Il trempe le majeur dans le vagin de Line, recueillant de la liqueur de plaisir dont il tartine le cul de Marjorie.

— Je veux pas, je veux pas, répète celle-ci pendant que le doigt assouplit l’anus.

— Mais si, mais si, tu verras, tu en redemanderas… Aidez-moi.

Luc et Marc se précipitent pour écarter les fesses comme ils l’ont fait avec Line.

— Je veux pas, je veux pas…

— Mais oui, on le saura… Ouvrez-la… oui…

Il pose le gland luisant contre le petit orifice. Il pousse, le bout pénètre d’un centimètre.

— Je veux pas… veux pas… Aïe ! Aïe !… veux pas… Aïe !… Laissez-moi… Aïaaah !

— Trop tard ma belle !

Bernard butte contre le cul de la fille toute surprise de supporter la douleur tout compte fait pas si forte que ça.

— Je veux pas… Oooh !… Je veux pas… je veux paaaahh !… ve-eux pas… Aaah !… Pa-a-a-ah !…

Bernard amplifie ses coups de rein auxquels la jeune fille répond en lançant le cul à la rencontre du dard.

— On dirait qu’elle prend son pied, murmure Marc à Luc.

— Oui… j’aurais jamais cru.

Les « je veux pas » égrenés par la jeune fille ne trompent plus personne. Même Lucille et Line suspendent leurs caresses pour admirer le couple en pleine action.

— Je veux pas… Aaah !… veux pas… Aaah !… Veux paaaah !… Aah !… Aaah ! Veux paaa-aaaahh !

La jouissance de Marjorie précipite celle de Bernard.

— Aah … Aaah !… Aaaah !… Arrgghh !

Il sort de l’orifice dilaté une verge encore longue au bout de laquelle pend une goutte de sperme.
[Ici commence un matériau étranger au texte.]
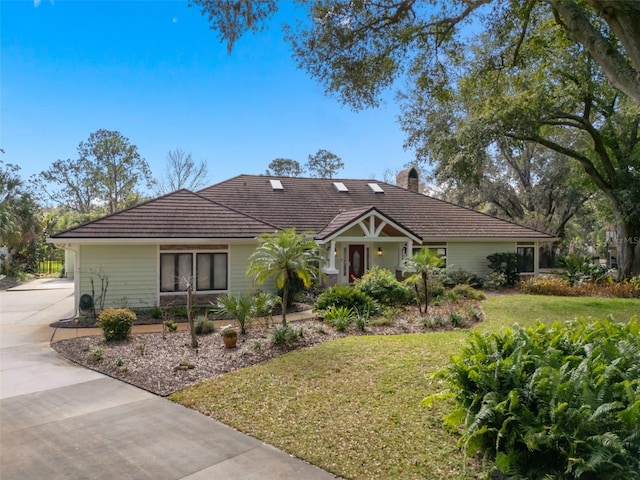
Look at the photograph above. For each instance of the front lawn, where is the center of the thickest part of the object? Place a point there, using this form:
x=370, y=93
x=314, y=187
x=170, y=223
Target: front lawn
x=352, y=406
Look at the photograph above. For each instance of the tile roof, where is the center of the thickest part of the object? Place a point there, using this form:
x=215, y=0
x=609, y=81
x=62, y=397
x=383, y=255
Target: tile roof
x=247, y=205
x=181, y=214
x=313, y=203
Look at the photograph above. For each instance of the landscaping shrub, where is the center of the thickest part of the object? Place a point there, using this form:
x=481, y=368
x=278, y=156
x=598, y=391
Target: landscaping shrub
x=340, y=317
x=170, y=325
x=461, y=277
x=116, y=323
x=456, y=319
x=204, y=326
x=435, y=287
x=381, y=285
x=580, y=268
x=561, y=287
x=345, y=296
x=559, y=401
x=507, y=264
x=495, y=281
x=467, y=291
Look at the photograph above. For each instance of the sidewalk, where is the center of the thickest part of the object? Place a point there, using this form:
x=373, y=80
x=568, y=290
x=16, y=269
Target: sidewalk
x=62, y=421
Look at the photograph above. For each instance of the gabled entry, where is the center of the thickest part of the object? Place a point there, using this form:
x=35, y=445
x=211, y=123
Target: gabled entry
x=356, y=261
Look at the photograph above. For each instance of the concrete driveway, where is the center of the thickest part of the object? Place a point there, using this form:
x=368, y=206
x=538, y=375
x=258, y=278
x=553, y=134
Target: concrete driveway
x=61, y=421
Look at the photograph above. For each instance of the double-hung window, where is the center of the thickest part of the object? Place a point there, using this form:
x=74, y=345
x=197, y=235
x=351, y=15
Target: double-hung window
x=439, y=249
x=211, y=271
x=526, y=258
x=208, y=269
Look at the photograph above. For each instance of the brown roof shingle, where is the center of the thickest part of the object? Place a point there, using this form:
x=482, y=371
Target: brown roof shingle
x=247, y=206
x=313, y=203
x=181, y=214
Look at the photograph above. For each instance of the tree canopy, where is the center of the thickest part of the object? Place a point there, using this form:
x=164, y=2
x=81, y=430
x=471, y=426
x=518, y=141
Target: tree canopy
x=106, y=176
x=560, y=74
x=324, y=164
x=284, y=167
x=181, y=171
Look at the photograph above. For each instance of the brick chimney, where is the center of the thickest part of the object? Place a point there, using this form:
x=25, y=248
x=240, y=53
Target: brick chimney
x=408, y=179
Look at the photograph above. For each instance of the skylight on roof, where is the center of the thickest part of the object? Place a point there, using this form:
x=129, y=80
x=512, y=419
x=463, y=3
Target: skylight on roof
x=375, y=187
x=276, y=184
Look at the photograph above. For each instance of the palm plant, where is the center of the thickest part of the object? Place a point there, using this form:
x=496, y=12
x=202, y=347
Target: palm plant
x=422, y=264
x=284, y=256
x=240, y=307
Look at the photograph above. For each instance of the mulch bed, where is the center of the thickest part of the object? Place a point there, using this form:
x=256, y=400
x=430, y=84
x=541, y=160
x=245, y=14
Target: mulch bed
x=163, y=363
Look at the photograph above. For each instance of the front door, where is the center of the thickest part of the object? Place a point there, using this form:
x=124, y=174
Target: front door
x=356, y=262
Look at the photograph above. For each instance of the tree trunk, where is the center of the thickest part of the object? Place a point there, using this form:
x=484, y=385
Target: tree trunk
x=192, y=327
x=628, y=250
x=285, y=299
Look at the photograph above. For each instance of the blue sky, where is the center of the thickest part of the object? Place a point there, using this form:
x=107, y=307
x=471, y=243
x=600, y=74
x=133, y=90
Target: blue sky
x=154, y=71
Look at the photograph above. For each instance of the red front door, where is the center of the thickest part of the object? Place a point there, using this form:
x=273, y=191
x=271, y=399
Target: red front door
x=356, y=262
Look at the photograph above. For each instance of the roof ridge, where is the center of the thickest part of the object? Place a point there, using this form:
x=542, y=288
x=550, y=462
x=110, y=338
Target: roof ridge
x=244, y=214
x=109, y=215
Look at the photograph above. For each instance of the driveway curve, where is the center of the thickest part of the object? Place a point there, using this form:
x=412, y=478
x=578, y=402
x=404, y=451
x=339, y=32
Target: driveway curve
x=61, y=421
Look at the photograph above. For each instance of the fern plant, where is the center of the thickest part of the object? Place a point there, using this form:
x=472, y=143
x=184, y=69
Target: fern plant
x=560, y=401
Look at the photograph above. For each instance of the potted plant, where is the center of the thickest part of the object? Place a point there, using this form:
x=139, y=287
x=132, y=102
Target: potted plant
x=229, y=336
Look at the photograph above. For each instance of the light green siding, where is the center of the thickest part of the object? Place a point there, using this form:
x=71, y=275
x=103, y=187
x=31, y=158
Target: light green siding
x=390, y=258
x=69, y=263
x=238, y=280
x=130, y=269
x=472, y=256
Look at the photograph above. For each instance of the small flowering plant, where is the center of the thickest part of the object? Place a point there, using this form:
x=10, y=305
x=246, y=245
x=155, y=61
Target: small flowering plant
x=228, y=331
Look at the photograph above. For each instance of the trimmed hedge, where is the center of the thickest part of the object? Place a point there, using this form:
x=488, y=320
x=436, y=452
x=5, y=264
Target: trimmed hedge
x=116, y=323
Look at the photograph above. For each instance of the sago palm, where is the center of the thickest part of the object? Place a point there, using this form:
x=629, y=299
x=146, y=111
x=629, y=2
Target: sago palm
x=422, y=264
x=284, y=256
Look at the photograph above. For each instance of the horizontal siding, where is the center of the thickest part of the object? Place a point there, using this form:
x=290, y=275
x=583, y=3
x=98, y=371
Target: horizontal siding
x=390, y=258
x=472, y=256
x=239, y=282
x=130, y=269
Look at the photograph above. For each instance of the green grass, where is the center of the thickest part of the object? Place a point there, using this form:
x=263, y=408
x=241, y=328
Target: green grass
x=504, y=310
x=352, y=406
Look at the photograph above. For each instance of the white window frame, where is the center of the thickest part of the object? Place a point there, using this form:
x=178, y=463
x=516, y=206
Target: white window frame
x=533, y=247
x=194, y=270
x=436, y=247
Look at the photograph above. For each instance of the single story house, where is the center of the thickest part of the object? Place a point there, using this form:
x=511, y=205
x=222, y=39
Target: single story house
x=148, y=252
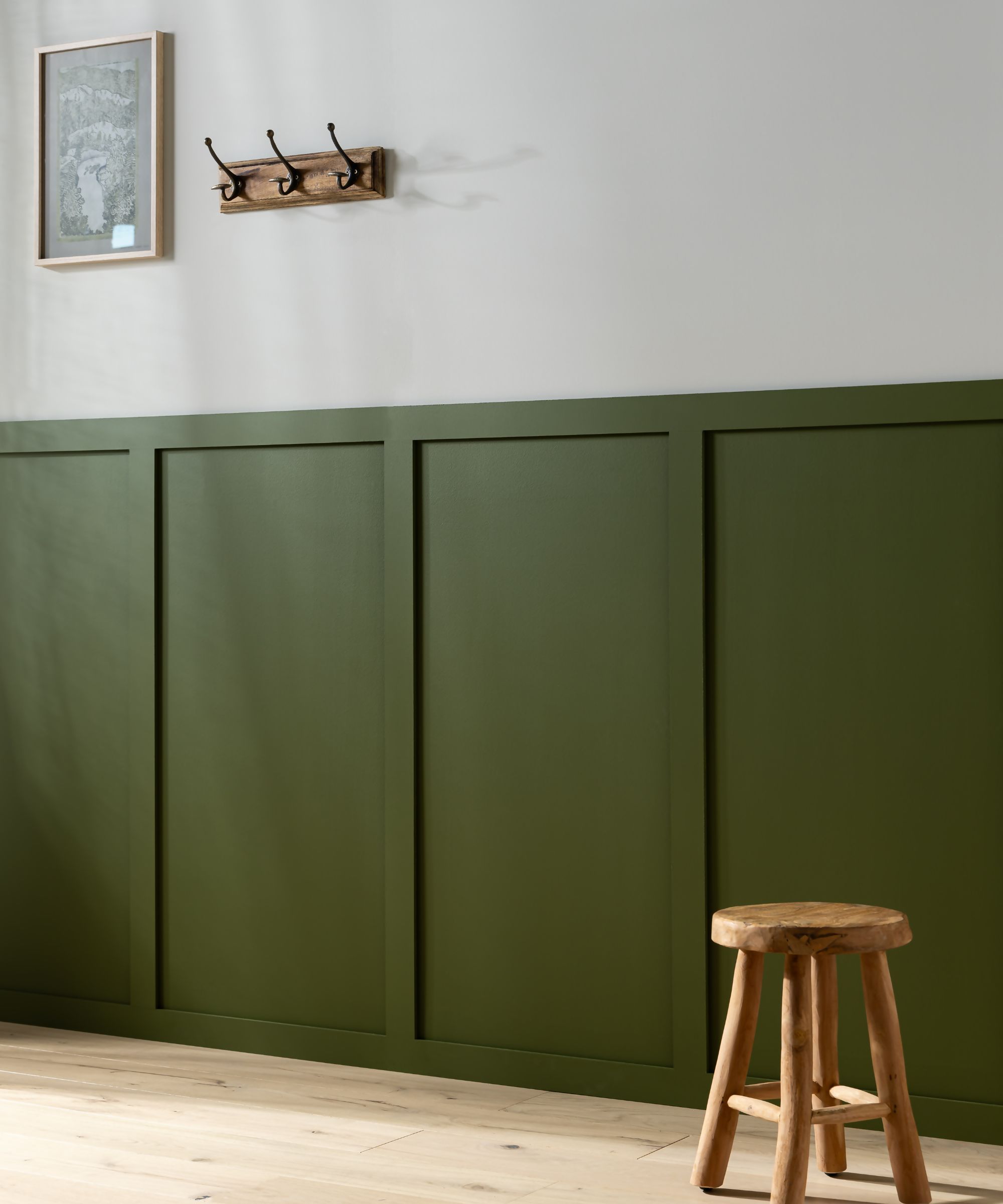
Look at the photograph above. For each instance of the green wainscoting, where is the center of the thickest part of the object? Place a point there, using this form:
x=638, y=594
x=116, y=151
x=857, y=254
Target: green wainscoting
x=429, y=737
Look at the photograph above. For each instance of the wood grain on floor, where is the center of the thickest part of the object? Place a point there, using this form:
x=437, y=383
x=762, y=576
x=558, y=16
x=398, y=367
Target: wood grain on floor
x=88, y=1119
Lucille se précipite pour l’essuyer avec la serviette pendant que Line, Marc et Luc entourent Marjorie pantelante, hors d’haleine.

— Laissons ces jeunes gens en paix, dit le directeur en entraînant Lucille. Viens dans ma chambre me montrer que toi aussi tu sais me rendre ma vigueur…


Le quatuor sur le lit se rend à peine compte que la lumière s’éteint. Les garçons se font entreprenants. Dame ! Ils ont été brimés et veulent prendre une revanche que ne leur disputent pas les filles. Une première étreinte est insuffisante à les calmer et ce n’est qu’après l’échange de partenaire qu’ils s’endorment pour un repos mérité.